Best Performing Real Estate ETFs
Real estate quietly creeps up to become the second-best-performing sector of the year.
Most investors are aware that technology is the top-performing sector this year, but they might be surprised to learn which sector is at No. 2.
The unassuming real estate sector has quietly racked up a 29.2% gain this year, just behind tech’s 31.6% return and well ahead of the S&P 500’s 20.5% rally.
Real estate has gotten a boost thanks to this year’s tumble in interest rates, which makes the sector’s yields attractive by comparison. The Vanguard Real Estate ETF (VNQ), the largest ETF in the space, currently sports a distribution yield of 3.8%, much greater than the S&P 500 dividend yield of 1.8% or the 10-year Treasury yield of 1.65%.

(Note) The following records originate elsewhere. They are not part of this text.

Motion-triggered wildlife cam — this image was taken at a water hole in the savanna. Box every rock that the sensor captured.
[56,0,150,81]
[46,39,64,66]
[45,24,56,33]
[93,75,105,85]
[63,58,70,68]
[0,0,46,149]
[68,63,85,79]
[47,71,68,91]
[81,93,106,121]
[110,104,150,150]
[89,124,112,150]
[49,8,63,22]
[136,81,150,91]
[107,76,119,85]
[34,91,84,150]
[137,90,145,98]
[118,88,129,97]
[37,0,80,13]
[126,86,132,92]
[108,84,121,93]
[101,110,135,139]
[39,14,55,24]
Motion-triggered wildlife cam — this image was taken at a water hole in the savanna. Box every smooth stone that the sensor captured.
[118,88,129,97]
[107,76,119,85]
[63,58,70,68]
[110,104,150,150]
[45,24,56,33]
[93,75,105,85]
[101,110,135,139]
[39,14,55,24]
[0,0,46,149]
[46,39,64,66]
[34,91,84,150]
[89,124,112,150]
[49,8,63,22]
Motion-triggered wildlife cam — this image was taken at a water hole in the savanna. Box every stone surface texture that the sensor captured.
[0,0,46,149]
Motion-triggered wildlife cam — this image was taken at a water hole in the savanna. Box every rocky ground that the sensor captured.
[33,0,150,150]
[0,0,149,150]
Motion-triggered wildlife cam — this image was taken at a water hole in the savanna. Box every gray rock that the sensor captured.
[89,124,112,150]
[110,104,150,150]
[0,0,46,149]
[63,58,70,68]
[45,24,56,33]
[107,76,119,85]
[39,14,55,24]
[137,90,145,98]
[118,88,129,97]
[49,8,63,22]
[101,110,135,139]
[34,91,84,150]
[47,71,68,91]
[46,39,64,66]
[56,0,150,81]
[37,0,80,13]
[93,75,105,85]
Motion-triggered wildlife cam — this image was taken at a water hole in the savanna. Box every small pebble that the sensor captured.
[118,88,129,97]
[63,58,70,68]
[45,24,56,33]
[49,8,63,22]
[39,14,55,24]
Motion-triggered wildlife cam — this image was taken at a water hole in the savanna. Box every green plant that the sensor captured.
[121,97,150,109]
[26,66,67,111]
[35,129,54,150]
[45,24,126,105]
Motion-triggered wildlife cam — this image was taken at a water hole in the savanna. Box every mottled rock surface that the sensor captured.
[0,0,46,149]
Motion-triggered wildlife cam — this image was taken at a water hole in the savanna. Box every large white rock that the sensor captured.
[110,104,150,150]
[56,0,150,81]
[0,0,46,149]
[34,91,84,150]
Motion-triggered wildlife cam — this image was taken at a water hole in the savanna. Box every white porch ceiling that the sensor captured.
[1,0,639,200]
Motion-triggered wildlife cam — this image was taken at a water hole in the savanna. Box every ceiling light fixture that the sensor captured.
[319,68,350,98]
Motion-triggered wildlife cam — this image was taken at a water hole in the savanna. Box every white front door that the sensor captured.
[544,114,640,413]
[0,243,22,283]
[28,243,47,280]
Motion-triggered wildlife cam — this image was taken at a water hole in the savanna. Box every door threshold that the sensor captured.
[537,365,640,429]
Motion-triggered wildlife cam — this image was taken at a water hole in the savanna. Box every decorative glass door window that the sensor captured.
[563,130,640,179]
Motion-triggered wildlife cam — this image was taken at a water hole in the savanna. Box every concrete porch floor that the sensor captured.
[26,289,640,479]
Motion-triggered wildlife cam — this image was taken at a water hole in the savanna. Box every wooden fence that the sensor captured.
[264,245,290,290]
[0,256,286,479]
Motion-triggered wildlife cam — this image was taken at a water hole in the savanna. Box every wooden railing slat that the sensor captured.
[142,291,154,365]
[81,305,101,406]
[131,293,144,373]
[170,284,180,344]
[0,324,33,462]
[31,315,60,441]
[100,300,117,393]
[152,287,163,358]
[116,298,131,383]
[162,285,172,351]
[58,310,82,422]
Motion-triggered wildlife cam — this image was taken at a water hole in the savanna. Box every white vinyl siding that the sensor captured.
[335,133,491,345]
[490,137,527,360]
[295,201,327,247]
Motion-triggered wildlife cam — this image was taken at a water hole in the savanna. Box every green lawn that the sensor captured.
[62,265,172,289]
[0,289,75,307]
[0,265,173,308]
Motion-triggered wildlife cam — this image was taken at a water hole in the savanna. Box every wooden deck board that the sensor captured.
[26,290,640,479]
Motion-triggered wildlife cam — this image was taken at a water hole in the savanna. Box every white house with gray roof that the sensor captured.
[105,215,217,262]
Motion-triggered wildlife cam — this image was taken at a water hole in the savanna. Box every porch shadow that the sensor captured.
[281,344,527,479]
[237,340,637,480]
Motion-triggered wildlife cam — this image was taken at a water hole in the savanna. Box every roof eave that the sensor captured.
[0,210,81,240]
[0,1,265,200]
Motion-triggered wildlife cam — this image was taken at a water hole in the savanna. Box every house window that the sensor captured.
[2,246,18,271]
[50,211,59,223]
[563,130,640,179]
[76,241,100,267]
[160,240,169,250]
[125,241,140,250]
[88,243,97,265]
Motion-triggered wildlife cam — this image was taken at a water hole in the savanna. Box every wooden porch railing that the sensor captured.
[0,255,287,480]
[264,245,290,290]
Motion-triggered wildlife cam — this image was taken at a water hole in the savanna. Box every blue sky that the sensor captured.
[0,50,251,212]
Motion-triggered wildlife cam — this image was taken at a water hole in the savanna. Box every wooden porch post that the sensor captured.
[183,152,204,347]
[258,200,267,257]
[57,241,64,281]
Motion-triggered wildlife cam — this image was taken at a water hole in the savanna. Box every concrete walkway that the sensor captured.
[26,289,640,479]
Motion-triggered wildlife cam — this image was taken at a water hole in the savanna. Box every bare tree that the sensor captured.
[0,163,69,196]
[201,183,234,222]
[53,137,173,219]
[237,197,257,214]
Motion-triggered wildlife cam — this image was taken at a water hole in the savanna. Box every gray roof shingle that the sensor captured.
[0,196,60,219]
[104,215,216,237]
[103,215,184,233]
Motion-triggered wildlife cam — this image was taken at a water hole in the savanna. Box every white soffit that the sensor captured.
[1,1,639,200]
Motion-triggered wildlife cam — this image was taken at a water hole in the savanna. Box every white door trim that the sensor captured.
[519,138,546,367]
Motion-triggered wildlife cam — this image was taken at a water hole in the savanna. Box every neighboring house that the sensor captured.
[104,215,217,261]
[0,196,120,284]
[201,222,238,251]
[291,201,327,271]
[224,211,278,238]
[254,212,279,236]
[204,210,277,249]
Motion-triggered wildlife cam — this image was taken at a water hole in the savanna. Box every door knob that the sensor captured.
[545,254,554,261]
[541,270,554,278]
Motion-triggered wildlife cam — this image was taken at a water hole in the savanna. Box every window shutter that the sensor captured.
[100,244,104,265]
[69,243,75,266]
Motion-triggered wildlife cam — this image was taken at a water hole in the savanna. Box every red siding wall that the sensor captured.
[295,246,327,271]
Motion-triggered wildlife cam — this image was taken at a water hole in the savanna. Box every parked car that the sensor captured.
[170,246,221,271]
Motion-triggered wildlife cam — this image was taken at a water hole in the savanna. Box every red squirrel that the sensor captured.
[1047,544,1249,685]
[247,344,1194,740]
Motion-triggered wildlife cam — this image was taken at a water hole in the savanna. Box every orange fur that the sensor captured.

Low Rates Help Real Estate
In addition to making real estate stocks more attractive, lower interest rates also make the underlying real estate businesses more attractive.
Lower rates make financing less expensive for real estate investment trusts (REITs), which typically own, operate and lease real estate properties.
REITs make up about 98% of the real estate sector. Ironically, shares of homebuilders and home improvement companies aren’t included in the real estate sector as defined by the Global Industry Classification Standard; they are in consumer discretionary.
But they are still obviously real estate related, and have benefited from the lower rate environment, which boosts the demand for housing.
Homebuilders Outperforming
Homebuilder ETFs are among the top-performing real estate ETFs of the year. The iShares U.S. Home Construction ETF (ITB) and the SPDR S&P Homebuilders ETF (XHB) are each up more than 32% year to date.
ITB and XHB are the two largest homebuilder ETFs, with assets under management of $1 billion and $606 million, respectively. However, they have two very different weighting schemes—market cap weighting for ITB and equal weighting for XHB.
Moreover, ITB is much more heavily weighed toward traditional homebuilders like D.R. Horton and Lennar; while XHB has a more dispersed portfolio of homebuilders, building products companies, home improvement retailers and household appliance manufacturers.
(Use our stock finder tool to find an ETF’s allocation to a certain stock.)
Where The Money Is
Homebuilder ETFs have done well and have managed to keep up with REITs this year, but they aren’t where the money is. The amount of money invested in REIT ETFs is multiples of that invested in homebuilder ETFs.
The aforementioned VNQ has a whopping $36.3 billion in assets under management and is up a solid 26.8% this year. The fund has an expense ratio of 0.12% and provides broad, market-cap-weighted exposure to the real estate sector, primarily REITs. For a no-fuss, cheap fund that targets real estate, it’s hard to go wrong with VNQ.
That said, VNQ is just one of many broad real estate ETFs on the market, all of which have returned similar amounts this year.
The Real Estate Select Sector SPDR Fund (XLRE) targets REITs within the S&P 500; the Fidelity MSCI Real Estate Index ETF (FREL) targets REITs across the market-cap spectrum; the iShares Cohen & Steers REIT ETF (ICF) tracks and index of 30 large cap REITs selected by committee; the Invesco Active U.S. Real Estate ETF (PSR) uses active management to pick and choose its REIT holdings; and the Schwab U.S. REIT ETF (SCHH) offers the lowest expense ratio of all real estate ETFs—0.07%.
That’s just a sampling of the broad REIT ETFs out there; there are plenty more listed on the ETF.com real estate channel.
Data measures total returns through Sept. 9
More Focused REIT ETFs
In addition to those broad ETFs, investors can choose from more targeted real estate funds.
The Pacer Benchmark Data & Infrastructure Real Estate SCTR ETF (SRVR) and the Pacer Benchmark Industrial Real Estate SCTR ETF (INDS) are two of those, with strong year-to-date returns: more than 36% a piece.
SRVR and INDS hold only a subset of the REIT market. In SRVR’s case, it is REITs that generate the majority of their revenue from real estate operations tied to the data and infrastructure space, such as data centers and communication towers.
Meanwhile, INDS focuses on industrial REITs, such as those that own warehouses, distribution centers and self-storage facilities.
Other Options
SRVR and INDS are two of the best-performing real estate ETFs this year, but they aren’t the only funds to focus on REIT subsectors. The Nuveen Short-Term REIT ETF (NURE), the Long-Term Care ETF (OLD) and the iShares Residential Real Estate ETF (REZ) up anywhere from 24% to 29% this year.
NURE targets REITs with short-term lease agreements, including those that hold apartment buildings, hostels and storage facilities; OLD holds REITs focused on senior housing; and REZ overweights residential REITs.
Those are just a handful of the niche REIT ETFs available. Others, including those that hold international REITs, small cap REITs and high dividend REITs can be found on the ETF.com real estate channel.